Concern over Central Bank’s removal of minimum rate
With the removal of the 2.5 per cent minimum interest rate by the Central Bank last April, there has been a noticeable impact on deposits and mortgages held with commercial banks.
Interest paid on deposits has now reached a record low of 0.5 per cent – the lowest in over 20 years – down from the 2.5 per cent minimum set by the Central Bank in 1991, while payments on mortgages have dropped from between seven to nine per cent to four to seven per cent.
While commercial banks have welcomed the move by Government and view it as a positive market development, economist Jeremy Stephen has warned Barbadians who are eager for a bigger return on their investment that there was unlikely to be an increase in the interest rates on savings unless the domestic economy starts booming again.
Consumer rights advocate Malcolm Gibbs-Taitt has also described the plunge in interest rates on savings as “ridiculous”, saying it struck him as “odd” when the Central Bank removed itself as the regulator.
With the change, an account holder who would have earned a dollar more in savings on the bank per month would wind up with 20 cents at the end of the month, based on the current 0.5 per cent interest rate, 80 cents less than what the customer would have received if the minimum interest rate of 2.5 per cent had remained in tact, based on our rough calculations.
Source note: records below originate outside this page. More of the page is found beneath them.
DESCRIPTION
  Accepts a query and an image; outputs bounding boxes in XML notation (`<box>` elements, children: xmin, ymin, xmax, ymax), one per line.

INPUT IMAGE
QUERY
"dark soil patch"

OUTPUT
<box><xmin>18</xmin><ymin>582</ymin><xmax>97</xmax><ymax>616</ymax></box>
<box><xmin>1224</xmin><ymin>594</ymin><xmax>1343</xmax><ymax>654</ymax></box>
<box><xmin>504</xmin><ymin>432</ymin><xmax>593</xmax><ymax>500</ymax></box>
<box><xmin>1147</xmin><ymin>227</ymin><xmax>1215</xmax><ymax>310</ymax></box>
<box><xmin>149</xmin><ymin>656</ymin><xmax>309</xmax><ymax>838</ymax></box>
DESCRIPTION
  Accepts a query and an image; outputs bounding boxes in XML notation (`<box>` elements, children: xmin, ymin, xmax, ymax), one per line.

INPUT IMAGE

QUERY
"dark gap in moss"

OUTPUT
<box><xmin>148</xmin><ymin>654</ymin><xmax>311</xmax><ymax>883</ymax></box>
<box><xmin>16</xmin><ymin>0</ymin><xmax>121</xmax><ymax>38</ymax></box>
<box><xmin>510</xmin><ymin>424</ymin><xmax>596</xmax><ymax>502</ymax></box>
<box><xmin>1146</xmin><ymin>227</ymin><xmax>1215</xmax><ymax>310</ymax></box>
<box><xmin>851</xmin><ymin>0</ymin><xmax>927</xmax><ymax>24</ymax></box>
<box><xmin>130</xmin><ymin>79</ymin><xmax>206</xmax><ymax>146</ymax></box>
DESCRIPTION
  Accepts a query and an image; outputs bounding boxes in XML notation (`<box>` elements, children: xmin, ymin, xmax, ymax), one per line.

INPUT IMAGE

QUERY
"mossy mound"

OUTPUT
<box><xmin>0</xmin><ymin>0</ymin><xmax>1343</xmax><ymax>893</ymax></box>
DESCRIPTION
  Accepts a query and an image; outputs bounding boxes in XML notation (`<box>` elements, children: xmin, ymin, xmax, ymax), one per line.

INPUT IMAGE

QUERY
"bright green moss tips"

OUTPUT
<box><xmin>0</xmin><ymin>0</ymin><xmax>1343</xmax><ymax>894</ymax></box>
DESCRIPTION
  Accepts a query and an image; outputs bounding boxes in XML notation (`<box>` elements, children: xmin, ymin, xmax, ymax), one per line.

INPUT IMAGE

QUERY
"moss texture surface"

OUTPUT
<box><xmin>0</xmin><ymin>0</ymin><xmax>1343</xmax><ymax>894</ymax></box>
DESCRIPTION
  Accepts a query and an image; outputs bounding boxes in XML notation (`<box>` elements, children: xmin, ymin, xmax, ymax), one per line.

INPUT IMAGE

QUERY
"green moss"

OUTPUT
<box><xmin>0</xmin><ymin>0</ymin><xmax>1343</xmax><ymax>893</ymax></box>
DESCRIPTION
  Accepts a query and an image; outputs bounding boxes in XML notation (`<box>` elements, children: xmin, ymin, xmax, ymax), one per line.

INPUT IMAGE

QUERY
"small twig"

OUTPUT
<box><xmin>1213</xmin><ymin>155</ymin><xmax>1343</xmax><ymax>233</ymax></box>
Asked to comment on the situation, Stephen said given the current state of the economy, he was not surprised that either the savings or borrowing rates were presently low.
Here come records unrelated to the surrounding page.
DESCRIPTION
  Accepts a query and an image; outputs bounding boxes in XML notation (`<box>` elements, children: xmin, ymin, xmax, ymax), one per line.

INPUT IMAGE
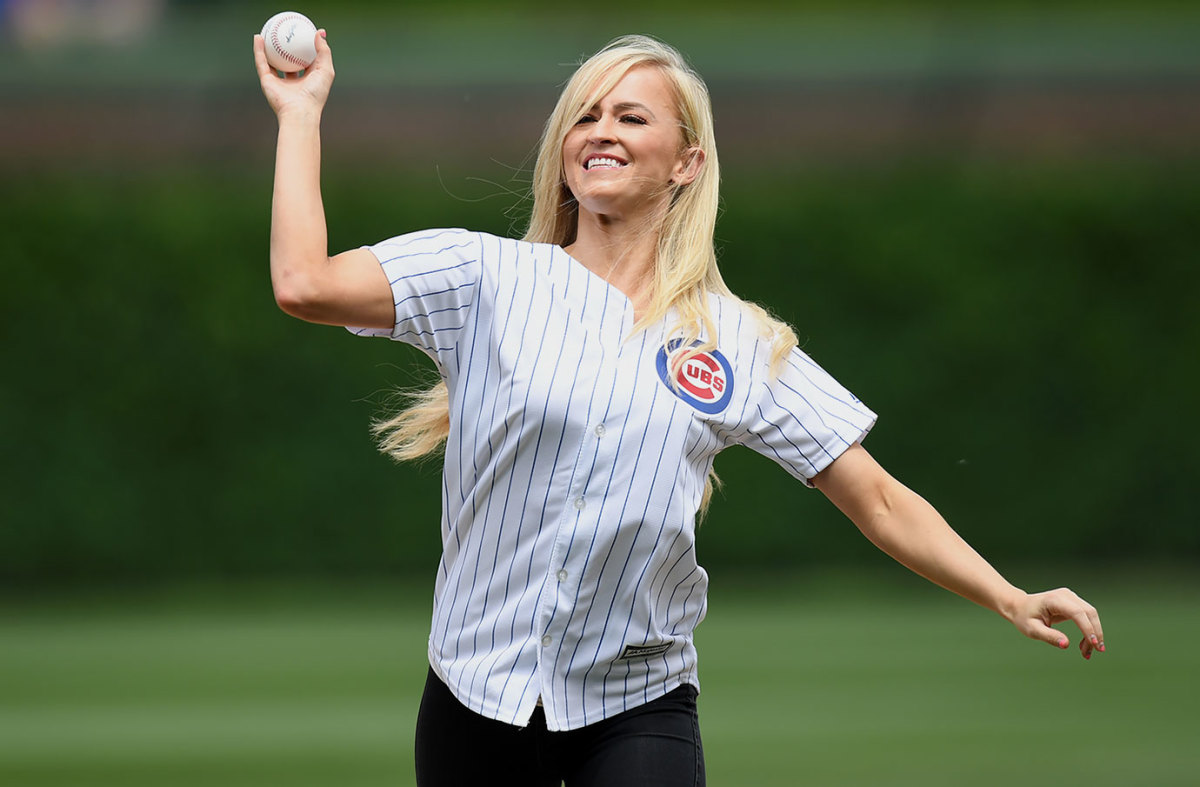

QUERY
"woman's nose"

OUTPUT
<box><xmin>588</xmin><ymin>116</ymin><xmax>617</xmax><ymax>143</ymax></box>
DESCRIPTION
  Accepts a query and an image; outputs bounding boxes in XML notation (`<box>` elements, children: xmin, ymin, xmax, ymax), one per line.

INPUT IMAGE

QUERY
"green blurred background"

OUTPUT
<box><xmin>0</xmin><ymin>0</ymin><xmax>1200</xmax><ymax>785</ymax></box>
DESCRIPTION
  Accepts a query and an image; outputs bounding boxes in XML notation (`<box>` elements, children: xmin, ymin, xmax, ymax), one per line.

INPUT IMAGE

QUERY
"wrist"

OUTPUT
<box><xmin>996</xmin><ymin>584</ymin><xmax>1030</xmax><ymax>623</ymax></box>
<box><xmin>276</xmin><ymin>106</ymin><xmax>322</xmax><ymax>128</ymax></box>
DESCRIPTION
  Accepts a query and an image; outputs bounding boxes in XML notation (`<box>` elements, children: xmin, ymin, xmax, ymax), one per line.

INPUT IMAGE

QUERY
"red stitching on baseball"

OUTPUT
<box><xmin>271</xmin><ymin>13</ymin><xmax>310</xmax><ymax>68</ymax></box>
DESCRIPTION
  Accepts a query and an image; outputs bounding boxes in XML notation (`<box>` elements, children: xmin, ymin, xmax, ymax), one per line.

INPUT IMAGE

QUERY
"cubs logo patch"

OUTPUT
<box><xmin>656</xmin><ymin>340</ymin><xmax>733</xmax><ymax>415</ymax></box>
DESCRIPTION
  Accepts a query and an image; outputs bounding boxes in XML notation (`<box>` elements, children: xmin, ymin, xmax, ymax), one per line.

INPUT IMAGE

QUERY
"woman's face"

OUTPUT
<box><xmin>563</xmin><ymin>66</ymin><xmax>703</xmax><ymax>218</ymax></box>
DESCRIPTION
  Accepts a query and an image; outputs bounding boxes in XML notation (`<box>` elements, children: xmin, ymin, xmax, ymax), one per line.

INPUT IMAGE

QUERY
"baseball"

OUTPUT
<box><xmin>263</xmin><ymin>11</ymin><xmax>317</xmax><ymax>73</ymax></box>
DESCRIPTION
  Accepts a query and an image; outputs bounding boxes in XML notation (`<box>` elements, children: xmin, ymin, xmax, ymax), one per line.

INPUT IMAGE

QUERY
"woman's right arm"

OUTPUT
<box><xmin>254</xmin><ymin>30</ymin><xmax>396</xmax><ymax>328</ymax></box>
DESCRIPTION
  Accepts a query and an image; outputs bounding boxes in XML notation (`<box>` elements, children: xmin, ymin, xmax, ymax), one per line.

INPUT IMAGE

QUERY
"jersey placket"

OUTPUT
<box><xmin>538</xmin><ymin>299</ymin><xmax>632</xmax><ymax>729</ymax></box>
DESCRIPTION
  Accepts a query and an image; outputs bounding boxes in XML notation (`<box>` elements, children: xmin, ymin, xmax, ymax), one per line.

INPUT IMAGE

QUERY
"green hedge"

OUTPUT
<box><xmin>0</xmin><ymin>162</ymin><xmax>1200</xmax><ymax>585</ymax></box>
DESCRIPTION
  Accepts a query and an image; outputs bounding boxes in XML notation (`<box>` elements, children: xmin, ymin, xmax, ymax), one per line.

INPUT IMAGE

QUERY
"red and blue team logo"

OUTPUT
<box><xmin>658</xmin><ymin>340</ymin><xmax>733</xmax><ymax>415</ymax></box>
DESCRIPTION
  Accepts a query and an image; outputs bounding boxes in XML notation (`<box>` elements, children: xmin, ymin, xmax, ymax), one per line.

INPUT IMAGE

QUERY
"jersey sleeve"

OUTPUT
<box><xmin>739</xmin><ymin>349</ymin><xmax>877</xmax><ymax>486</ymax></box>
<box><xmin>347</xmin><ymin>224</ymin><xmax>481</xmax><ymax>358</ymax></box>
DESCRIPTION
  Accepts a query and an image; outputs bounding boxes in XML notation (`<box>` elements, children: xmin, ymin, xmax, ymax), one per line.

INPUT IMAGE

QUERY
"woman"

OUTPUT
<box><xmin>254</xmin><ymin>31</ymin><xmax>1104</xmax><ymax>786</ymax></box>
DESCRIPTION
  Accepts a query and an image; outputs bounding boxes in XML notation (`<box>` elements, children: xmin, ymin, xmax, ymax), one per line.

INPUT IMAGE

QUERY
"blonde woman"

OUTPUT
<box><xmin>254</xmin><ymin>31</ymin><xmax>1104</xmax><ymax>787</ymax></box>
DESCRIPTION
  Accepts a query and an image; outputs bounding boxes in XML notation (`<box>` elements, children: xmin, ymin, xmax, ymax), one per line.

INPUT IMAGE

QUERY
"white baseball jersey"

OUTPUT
<box><xmin>350</xmin><ymin>229</ymin><xmax>875</xmax><ymax>731</ymax></box>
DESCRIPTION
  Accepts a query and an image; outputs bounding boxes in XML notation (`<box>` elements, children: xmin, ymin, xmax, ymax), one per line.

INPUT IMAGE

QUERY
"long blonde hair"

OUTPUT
<box><xmin>372</xmin><ymin>36</ymin><xmax>796</xmax><ymax>511</ymax></box>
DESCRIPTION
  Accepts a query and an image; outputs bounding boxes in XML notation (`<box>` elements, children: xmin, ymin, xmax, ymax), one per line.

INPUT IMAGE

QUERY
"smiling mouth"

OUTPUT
<box><xmin>583</xmin><ymin>156</ymin><xmax>625</xmax><ymax>170</ymax></box>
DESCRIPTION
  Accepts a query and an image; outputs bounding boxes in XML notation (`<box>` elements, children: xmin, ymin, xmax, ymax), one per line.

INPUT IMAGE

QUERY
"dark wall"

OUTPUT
<box><xmin>0</xmin><ymin>158</ymin><xmax>1200</xmax><ymax>585</ymax></box>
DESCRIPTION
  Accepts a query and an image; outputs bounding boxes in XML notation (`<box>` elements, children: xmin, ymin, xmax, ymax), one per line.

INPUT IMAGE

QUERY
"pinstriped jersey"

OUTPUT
<box><xmin>349</xmin><ymin>229</ymin><xmax>875</xmax><ymax>731</ymax></box>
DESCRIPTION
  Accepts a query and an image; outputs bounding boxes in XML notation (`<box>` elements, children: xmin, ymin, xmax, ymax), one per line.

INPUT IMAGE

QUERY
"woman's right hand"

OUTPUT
<box><xmin>254</xmin><ymin>30</ymin><xmax>334</xmax><ymax>120</ymax></box>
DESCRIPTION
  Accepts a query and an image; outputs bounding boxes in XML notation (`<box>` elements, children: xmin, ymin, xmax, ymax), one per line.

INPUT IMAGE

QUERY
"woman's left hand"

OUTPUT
<box><xmin>1009</xmin><ymin>588</ymin><xmax>1104</xmax><ymax>659</ymax></box>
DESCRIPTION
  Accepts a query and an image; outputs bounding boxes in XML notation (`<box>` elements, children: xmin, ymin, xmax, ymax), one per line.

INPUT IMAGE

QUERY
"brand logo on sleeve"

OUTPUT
<box><xmin>658</xmin><ymin>340</ymin><xmax>733</xmax><ymax>414</ymax></box>
<box><xmin>617</xmin><ymin>639</ymin><xmax>674</xmax><ymax>661</ymax></box>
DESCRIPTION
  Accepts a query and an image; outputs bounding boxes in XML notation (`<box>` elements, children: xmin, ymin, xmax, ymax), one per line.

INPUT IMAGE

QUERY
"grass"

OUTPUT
<box><xmin>0</xmin><ymin>573</ymin><xmax>1200</xmax><ymax>787</ymax></box>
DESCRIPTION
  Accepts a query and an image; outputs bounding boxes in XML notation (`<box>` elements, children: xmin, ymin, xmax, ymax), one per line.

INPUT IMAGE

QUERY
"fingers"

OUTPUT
<box><xmin>1028</xmin><ymin>588</ymin><xmax>1104</xmax><ymax>659</ymax></box>
<box><xmin>254</xmin><ymin>32</ymin><xmax>271</xmax><ymax>78</ymax></box>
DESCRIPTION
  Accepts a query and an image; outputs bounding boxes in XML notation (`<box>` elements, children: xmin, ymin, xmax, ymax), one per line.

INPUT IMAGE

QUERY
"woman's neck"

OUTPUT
<box><xmin>564</xmin><ymin>211</ymin><xmax>659</xmax><ymax>313</ymax></box>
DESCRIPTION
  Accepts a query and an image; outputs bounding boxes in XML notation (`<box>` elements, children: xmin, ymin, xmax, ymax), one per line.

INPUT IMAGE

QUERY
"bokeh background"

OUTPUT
<box><xmin>0</xmin><ymin>0</ymin><xmax>1200</xmax><ymax>786</ymax></box>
He explained that the matter was one of demand and supply, noting that over the past few years Barbadians generally seemed to have been anticipating a worsening of the economy and were therefore saving a lot more.
At the same time, domestic borrowing remains well below pre-recession levels, despite high liquidity in the banking sector, and in light of Government’s retrenchment programme in early 2014, commodity prices and wages were both stagnant.
Stephen therefore reasoned that the April 21, 2015 decision by the Central Bank to grant the “relief” was an attempt to encourage more loan activity in the form of mortgages and loans.
“You would only find mortgage rates going up and deposit rates going down when there is too much cash around and people are not necessarily risk takers but they are putting everything in the bank,” explained Stephen.
The move was announced a month before the Central Bank’s relaunch of its savings bonds programme with a nominal value of $10 million.
Stephen therefore suggests that the Central Bank’s removal of the minimum savings rate may have been intentional to “create an appetite” for the Government paper, which carried an interest rate of 5.5 per cent over a five-year period, and was quickly gobbled up.
However, President of the Barbados Bankers Association Glyne Harrison pointed out that even if the minimum interest rate remained set at 2.5 per cent, it would not affect the purchase of the Government’s savings bonds, given the higher rate of return.
In the meantime, Harrison was joined by at least one other banker in welcoming the current interest rate policy, which they described as reasonable and based on current market conditions.
“Given the times that we are in right now, [0.5 per cent on deposits] that’s what we offer, but I am sure should the tides change at any time we ensure that we change with the tides as well,” said Michelle Whitelaw, director of retail banking channels.
“When I speak about the tides you watch your market and you discuss and you also make sure that you review what the other banks are offering as well so that you remain reasonable. Our aim is to make sure that we are giving our clients the best for the monies that they do have confidence and deposit with us,” she said.
Asked if removing the minimum interest rate on deposit was a good thing, Whitelaw said, “It gives us more capacity and leverage.
“Not just with that interest rate but with the loans we are able to manoeuvre more with our loans and mortgage rates as well. So one works hand-in-hand with the other. So that removal also helped with the other side.”
However, the move is not sitting well with Gibbs-Taitt, director general of the Barbados Consumer Research Association (BARCRA), who has accused commercial banks of “doing what they like”.
“The banks did it because they are all powerful,” he told Barbados TODAY.
“The 0.5 per cent interest is quite ridiculous. Unless you have large sums of money like a $2 million . . . the bank is not interested in negotiating any upper interest rate with you. So if you have small amounts like I have, you just have to grin and bear the 0.5 per cent I guess or, as I would advise people to do, move whatever savings you have and put them into the credit unions,” he said.
Gibbs-Taitt strongly criticized the move by the Central Bank to issue savings bonds, saying “it meant that the Central Bank of Barbados, which is supposed to be the regulator, was now in competition with the very banks it was supposed to regulate in the first place”.
He said the savings bonds would then seem like a better option than the commercial banks and would give the Central Bank “a leg up” as it related to attracting savings.
Gibbs-Taitt, who strongly disagrees that the current 0.5 per cent rate on savings was mainly due to market conditions, said he did not see the sense in the extremely low interest rates compared to what it was prior to April last year.
He said BARCRA was expecting to have a meeting within another month to discuss a number of consumer-related issues including coming up with an education campaign to “alert consumers [regarding] the sense of remaining with the banks who are ripping them off”.